The effects of IMF and convection on thermal ion outflow in magnetosphere-ionosphere coupling

Abstract

We study the influence of the interplanetary magnetic field (IMF) and convection electric field on the rate and destination of polar wind and other thermal (low-energy) ion outflows, and its resulting effects on magnetosphere–ionosphere coupling, using single-particle trajectory simulations in conjunction with ion velocity distribution measurements on Akebono and IMF and ionospheric convection data. We find that the ions preferentially feed the dusk sector of the plasma sheet when the IMF is duskward ( B y >0), and are more evenly distributed in the plasma sheet when the IMF is dawnward. The flow of oxygen ions originating from the noon or dusk sectors of the polar cap has a higher probability of reaching the magnetosphere and beyond compared with that from the dawn or midnight sectors, due to the increased centrifugal acceleration associated with the larger magnetic field curvature near noon and the increased convection electric field in the dusk sector.

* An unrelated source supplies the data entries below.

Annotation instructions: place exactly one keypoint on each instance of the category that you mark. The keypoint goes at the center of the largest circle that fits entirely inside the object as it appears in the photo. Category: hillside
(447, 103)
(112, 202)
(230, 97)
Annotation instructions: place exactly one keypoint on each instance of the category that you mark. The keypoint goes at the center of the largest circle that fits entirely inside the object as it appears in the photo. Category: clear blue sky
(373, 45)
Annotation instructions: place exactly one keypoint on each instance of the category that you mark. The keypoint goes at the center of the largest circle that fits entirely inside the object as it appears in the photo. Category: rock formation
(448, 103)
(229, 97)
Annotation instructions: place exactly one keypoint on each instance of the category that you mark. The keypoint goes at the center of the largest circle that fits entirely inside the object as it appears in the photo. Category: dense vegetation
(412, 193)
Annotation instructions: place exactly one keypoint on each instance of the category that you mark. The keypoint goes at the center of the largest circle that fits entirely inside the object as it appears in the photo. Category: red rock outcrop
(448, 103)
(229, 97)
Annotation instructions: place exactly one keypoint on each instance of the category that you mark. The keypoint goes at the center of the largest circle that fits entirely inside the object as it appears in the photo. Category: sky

The flow is enhanced and confined to lower L-shells at times of strongly southward IMF, compared with that at times of northward IMF. The outflow rate to both the plasma sheet and the magnetotail correlates strongly with the ion temperature. As a result, the IMF and the convection electric fields affect both the overall magnitude and the detailed distribution of mass transfer from the ionosphere to the magnetosphere in magnetosphere–ionosphere coupling.